The new antiviral pill, developed by pharmaceutical giant Merck & Co., has been found to effectively treat mild and moderate cases, cutting the risk of hospitalization and death by half.
On the heels of results from its Phase III trial, Merck said it would seek US emergency use authorization.
If approved, molnupiravir would become the first oral antiviral medication for COVID-19 and could mark a turning point nearly two years into a pandemic that has cost millions of lives.
If approved, molnupiravir would become the first oral antiviral medication for COVID-19 and could mark a turning point nearly two years into a pandemic that has cost millions of lives.
So why has it taken so long to develop an effective and simple treatment?
Viruses are quite tricky. There are many viruses that still don’t have vaccines despite our very best efforts; HIV is one good example and hepatitis C is another. But for both of those, we have drugs. Then there are other viruses where we have vaccines and we don’t have drugs
According to Shy Arkin, a professor of structural biochemistry at the Hebrew University of Jerusalem, it’s complicated.
“Viruses are quite tricky,” Arkin told The Media Line. “There are many viruses that still don’t have vaccines despite our very best efforts; HIV is one good example and hepatitis C is another. But for both of those, we have drugs. Then there are other viruses where we have vaccines and we don’t have drugs.”
Arkin and a team of researchers are presently working on repurposing existing approved drugs to treat COVID-19. They have already screened roughly 3,000 different drugs in a lab and identified three “very good candidates.”
The first – darapladib – was originally developed by GlaxoSmithKline to treat atherosclerosis, but failed in Phase III trials after it was found not to be efficacious against that disease.
Arkin recently discovered that it inhibits viral activity in COVID-infected tissue cells.
“It’s safe to use but was not efficacious against atherosclerosis,” Arkin explained.
The second drug that was found to be effective is called flumatinib, an anti-cancer drug that is only approved in China.
So far, Arkin said, both darapladib and flumatinib appear to be “equally as effective” as molnupiravir in treating COVID-19, however further research remains to be done. Specifically, the Hebrew University team will be starting animal model trials in the coming days to confirm their initial results.
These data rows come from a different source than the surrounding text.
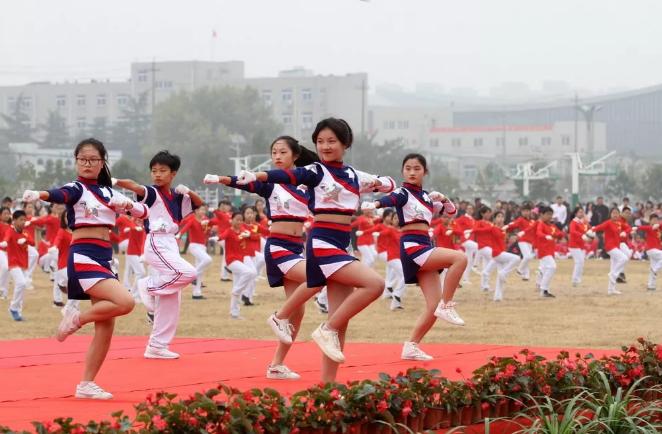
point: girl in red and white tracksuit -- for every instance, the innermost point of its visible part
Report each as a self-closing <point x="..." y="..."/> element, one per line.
<point x="503" y="261"/>
<point x="197" y="227"/>
<point x="526" y="236"/>
<point x="546" y="234"/>
<point x="653" y="248"/>
<point x="576" y="242"/>
<point x="615" y="232"/>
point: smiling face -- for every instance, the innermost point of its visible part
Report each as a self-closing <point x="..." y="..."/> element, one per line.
<point x="282" y="156"/>
<point x="329" y="148"/>
<point x="89" y="162"/>
<point x="413" y="171"/>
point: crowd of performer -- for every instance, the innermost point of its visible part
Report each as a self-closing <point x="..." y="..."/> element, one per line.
<point x="311" y="213"/>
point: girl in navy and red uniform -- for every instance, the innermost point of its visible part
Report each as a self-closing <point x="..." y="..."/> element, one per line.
<point x="92" y="207"/>
<point x="335" y="190"/>
<point x="287" y="208"/>
<point x="421" y="261"/>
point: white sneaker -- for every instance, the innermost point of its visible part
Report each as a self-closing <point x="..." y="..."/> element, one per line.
<point x="69" y="324"/>
<point x="145" y="296"/>
<point x="329" y="343"/>
<point x="447" y="313"/>
<point x="159" y="353"/>
<point x="281" y="372"/>
<point x="282" y="328"/>
<point x="411" y="351"/>
<point x="90" y="390"/>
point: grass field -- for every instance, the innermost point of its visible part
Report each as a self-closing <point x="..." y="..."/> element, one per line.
<point x="579" y="317"/>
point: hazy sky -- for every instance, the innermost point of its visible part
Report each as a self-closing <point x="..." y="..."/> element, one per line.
<point x="594" y="44"/>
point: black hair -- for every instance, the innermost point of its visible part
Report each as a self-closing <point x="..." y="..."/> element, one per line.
<point x="340" y="128"/>
<point x="18" y="213"/>
<point x="167" y="159"/>
<point x="414" y="156"/>
<point x="104" y="178"/>
<point x="302" y="155"/>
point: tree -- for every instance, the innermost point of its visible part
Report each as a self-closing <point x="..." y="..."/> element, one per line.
<point x="198" y="126"/>
<point x="56" y="131"/>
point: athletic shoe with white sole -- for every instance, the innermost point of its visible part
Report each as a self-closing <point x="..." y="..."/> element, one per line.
<point x="159" y="353"/>
<point x="281" y="372"/>
<point x="90" y="390"/>
<point x="329" y="343"/>
<point x="411" y="351"/>
<point x="70" y="324"/>
<point x="447" y="313"/>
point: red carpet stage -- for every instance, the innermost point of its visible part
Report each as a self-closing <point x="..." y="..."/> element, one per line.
<point x="38" y="376"/>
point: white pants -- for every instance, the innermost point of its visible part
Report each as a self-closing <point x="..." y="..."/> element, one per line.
<point x="505" y="263"/>
<point x="395" y="267"/>
<point x="20" y="282"/>
<point x="4" y="272"/>
<point x="170" y="272"/>
<point x="527" y="256"/>
<point x="470" y="249"/>
<point x="368" y="254"/>
<point x="655" y="259"/>
<point x="547" y="270"/>
<point x="243" y="273"/>
<point x="133" y="266"/>
<point x="484" y="255"/>
<point x="617" y="260"/>
<point x="166" y="318"/>
<point x="202" y="261"/>
<point x="578" y="256"/>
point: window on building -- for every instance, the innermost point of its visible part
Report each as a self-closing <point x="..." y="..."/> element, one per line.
<point x="286" y="96"/>
<point x="307" y="120"/>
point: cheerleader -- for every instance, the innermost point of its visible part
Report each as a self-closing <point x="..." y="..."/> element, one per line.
<point x="463" y="228"/>
<point x="287" y="208"/>
<point x="197" y="227"/>
<point x="546" y="232"/>
<point x="92" y="207"/>
<point x="576" y="241"/>
<point x="526" y="236"/>
<point x="505" y="262"/>
<point x="653" y="249"/>
<point x="421" y="262"/>
<point x="614" y="233"/>
<point x="335" y="190"/>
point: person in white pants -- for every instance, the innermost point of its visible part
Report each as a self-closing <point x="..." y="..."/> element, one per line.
<point x="504" y="262"/>
<point x="653" y="249"/>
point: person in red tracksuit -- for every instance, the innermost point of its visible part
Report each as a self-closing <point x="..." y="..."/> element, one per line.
<point x="576" y="241"/>
<point x="526" y="234"/>
<point x="614" y="231"/>
<point x="546" y="234"/>
<point x="16" y="241"/>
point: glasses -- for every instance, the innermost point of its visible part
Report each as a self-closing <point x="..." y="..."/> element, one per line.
<point x="89" y="161"/>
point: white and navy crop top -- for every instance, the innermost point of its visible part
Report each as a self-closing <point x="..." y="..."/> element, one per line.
<point x="166" y="209"/>
<point x="87" y="203"/>
<point x="333" y="187"/>
<point x="285" y="203"/>
<point x="413" y="205"/>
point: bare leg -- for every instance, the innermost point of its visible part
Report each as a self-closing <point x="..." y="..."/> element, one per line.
<point x="452" y="260"/>
<point x="431" y="287"/>
<point x="338" y="295"/>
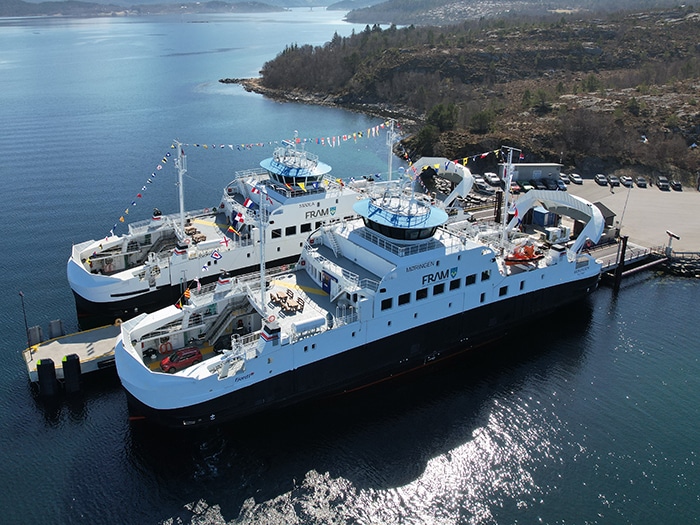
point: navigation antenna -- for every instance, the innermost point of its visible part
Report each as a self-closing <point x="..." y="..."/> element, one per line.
<point x="507" y="177"/>
<point x="181" y="165"/>
<point x="390" y="136"/>
<point x="263" y="218"/>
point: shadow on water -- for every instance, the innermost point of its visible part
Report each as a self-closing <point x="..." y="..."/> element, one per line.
<point x="73" y="405"/>
<point x="379" y="438"/>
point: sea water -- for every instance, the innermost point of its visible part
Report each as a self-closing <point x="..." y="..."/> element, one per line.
<point x="588" y="416"/>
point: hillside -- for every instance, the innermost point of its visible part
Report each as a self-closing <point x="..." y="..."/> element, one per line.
<point x="607" y="93"/>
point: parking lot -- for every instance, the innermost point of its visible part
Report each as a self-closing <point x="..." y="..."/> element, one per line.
<point x="649" y="212"/>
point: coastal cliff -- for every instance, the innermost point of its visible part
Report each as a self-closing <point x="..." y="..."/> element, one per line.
<point x="594" y="94"/>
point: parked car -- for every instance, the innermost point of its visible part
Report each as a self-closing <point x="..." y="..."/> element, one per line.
<point x="550" y="183"/>
<point x="492" y="178"/>
<point x="181" y="359"/>
<point x="526" y="186"/>
<point x="662" y="183"/>
<point x="483" y="188"/>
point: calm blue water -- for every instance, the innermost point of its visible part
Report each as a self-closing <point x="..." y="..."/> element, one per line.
<point x="587" y="417"/>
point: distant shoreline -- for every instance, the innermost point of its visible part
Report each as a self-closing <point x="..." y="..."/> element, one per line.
<point x="409" y="119"/>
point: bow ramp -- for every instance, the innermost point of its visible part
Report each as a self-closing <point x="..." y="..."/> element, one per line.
<point x="450" y="170"/>
<point x="563" y="203"/>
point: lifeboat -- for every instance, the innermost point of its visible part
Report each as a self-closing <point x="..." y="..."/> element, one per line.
<point x="524" y="254"/>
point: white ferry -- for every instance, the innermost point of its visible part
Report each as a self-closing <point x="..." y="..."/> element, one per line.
<point x="395" y="290"/>
<point x="150" y="266"/>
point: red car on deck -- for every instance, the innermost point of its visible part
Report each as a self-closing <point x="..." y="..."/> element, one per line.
<point x="181" y="359"/>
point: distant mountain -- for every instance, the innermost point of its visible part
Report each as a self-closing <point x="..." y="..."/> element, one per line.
<point x="442" y="12"/>
<point x="68" y="8"/>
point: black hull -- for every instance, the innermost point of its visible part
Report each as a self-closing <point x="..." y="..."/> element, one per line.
<point x="376" y="362"/>
<point x="92" y="315"/>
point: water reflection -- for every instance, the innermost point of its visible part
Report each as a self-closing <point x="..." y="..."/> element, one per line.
<point x="457" y="443"/>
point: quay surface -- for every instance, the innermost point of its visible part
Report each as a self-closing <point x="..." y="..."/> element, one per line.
<point x="94" y="348"/>
<point x="645" y="214"/>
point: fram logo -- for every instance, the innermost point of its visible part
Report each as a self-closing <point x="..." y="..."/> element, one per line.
<point x="313" y="214"/>
<point x="440" y="276"/>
“The two drugs that we have identified were known to us and our screening was basically finished about a year ago,” Arkin said. “But there’s only one site in Israel that can conduct these experiments so we needed to go overseas and the number of contract research organizations that actually can conduct these is literally a handful. … Merck with its endless resources can obviously move far, far faster than we can.”
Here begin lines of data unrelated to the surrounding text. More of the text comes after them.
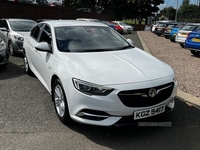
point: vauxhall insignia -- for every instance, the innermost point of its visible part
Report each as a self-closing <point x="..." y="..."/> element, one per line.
<point x="152" y="92"/>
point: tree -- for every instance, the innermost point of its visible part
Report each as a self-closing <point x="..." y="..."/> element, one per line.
<point x="121" y="9"/>
<point x="168" y="12"/>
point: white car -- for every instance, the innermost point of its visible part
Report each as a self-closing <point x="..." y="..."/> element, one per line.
<point x="95" y="75"/>
<point x="183" y="33"/>
<point x="126" y="28"/>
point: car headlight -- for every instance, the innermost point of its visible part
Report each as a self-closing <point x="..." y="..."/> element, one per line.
<point x="17" y="37"/>
<point x="90" y="88"/>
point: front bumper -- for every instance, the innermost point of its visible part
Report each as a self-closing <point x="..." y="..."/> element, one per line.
<point x="110" y="110"/>
<point x="180" y="40"/>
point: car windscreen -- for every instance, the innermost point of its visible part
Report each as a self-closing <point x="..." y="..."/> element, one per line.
<point x="23" y="26"/>
<point x="89" y="39"/>
<point x="190" y="27"/>
<point x="162" y="25"/>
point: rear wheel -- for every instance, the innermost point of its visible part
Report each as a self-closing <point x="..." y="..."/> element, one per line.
<point x="60" y="102"/>
<point x="196" y="53"/>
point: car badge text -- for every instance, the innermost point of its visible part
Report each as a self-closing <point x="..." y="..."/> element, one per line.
<point x="152" y="92"/>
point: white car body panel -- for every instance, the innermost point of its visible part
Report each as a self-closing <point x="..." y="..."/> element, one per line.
<point x="180" y="38"/>
<point x="121" y="70"/>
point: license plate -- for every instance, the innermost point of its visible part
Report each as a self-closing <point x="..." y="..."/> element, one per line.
<point x="195" y="40"/>
<point x="184" y="34"/>
<point x="149" y="112"/>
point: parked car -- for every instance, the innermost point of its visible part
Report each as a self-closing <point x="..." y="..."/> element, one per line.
<point x="162" y="28"/>
<point x="126" y="28"/>
<point x="41" y="2"/>
<point x="84" y="10"/>
<point x="95" y="75"/>
<point x="170" y="27"/>
<point x="156" y="23"/>
<point x="108" y="23"/>
<point x="192" y="42"/>
<point x="183" y="32"/>
<point x="12" y="32"/>
<point x="4" y="55"/>
<point x="88" y="19"/>
<point x="174" y="31"/>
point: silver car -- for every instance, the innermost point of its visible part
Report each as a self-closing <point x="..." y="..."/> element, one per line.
<point x="12" y="32"/>
<point x="183" y="33"/>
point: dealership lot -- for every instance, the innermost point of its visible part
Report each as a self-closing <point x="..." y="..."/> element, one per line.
<point x="27" y="117"/>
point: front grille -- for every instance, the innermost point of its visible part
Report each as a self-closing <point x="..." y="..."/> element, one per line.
<point x="128" y="120"/>
<point x="141" y="98"/>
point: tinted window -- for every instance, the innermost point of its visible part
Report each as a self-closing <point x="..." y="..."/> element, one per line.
<point x="88" y="38"/>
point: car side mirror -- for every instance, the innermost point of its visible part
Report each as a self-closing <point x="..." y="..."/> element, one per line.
<point x="43" y="46"/>
<point x="130" y="41"/>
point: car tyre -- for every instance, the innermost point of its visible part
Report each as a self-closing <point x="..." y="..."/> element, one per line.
<point x="11" y="48"/>
<point x="26" y="65"/>
<point x="60" y="102"/>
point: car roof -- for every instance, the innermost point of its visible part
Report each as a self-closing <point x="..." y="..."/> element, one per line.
<point x="59" y="23"/>
<point x="87" y="19"/>
<point x="16" y="19"/>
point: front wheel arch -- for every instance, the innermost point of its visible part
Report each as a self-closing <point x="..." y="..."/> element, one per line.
<point x="60" y="102"/>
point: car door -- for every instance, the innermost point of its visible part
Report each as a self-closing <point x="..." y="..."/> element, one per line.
<point x="43" y="59"/>
<point x="29" y="45"/>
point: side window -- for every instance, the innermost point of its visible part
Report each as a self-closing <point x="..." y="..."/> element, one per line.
<point x="46" y="35"/>
<point x="36" y="30"/>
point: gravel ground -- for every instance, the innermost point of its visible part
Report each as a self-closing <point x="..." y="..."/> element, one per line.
<point x="186" y="65"/>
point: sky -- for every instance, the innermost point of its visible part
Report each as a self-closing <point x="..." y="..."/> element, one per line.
<point x="173" y="3"/>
Early on in the pandemic, the US government decided to prioritize vaccine development over therapeutics, pouring tens of billions of dollars into the former.
“The US government poured huge amounts of resources on vaccine development and meager, if any, resources on drug development,” Arkin noted.
Like Arkin, other Israeli researchers working on developing COVID treatments also cited difficulty in pinning the virus down.
What we saw is that their inflammatory markers dropped very, very fast. Within 48 hours of receiving the drug, they simply didn’t have inflammation at all
“When you’re trying to study COVID-19 and trying to ask whether your drug has an effect, all of the studies that are carried out on mild or medium patients, they won’t be able to show significance,” Prof. Yaakov Nahmias, director of the Grass Center for Bioengineering at the Hebrew University of Jerusalem, told The Media Line.
“Most of these patients are going to recover anyway,” Nahmias said. “These [patients] actually don’t really need to be hospitalized and can receive antibiotics treatment and be released home. The only patients that really need to be hospitalized are those that require respiratory support, where their oxygen [levels] in their blood drops below something like 93%.”
While the vast majority of those who contract COVID end up with only mild or moderate disease, Nahmias and his team have decided to focus their efforts entirely on severe cases.
In an investigator-initiated interventional open-label clinical study whose findings were released in late August, Nahmias and his research team administered 145 mg/day of Tricor (fenofibrate) to 15 patients hospitalized with severe COVID-19 over a period of 10 days and repeatedly monitored their disease progression.
The clinical outcomes of the study were dramatic: 14 out of 15 patients, or 93.3%, no longer required respiratory support after five to seven days of treatment, compared to 28.5% of patients in a historical control group. The final patient also eventually recovered and ended up being released sometime later.
“What we saw is that their inflammatory markers dropped very, very fast,” Nahmias said. “Within 48 hours of receiving the drug, they simply didn’t have inflammation at all.”
While the early results for Tricor are very promising, further study must be completed before the drug becomes more widely available as a COVID treatment. In fact, Phase III clinical trials are slated to be completed within several months.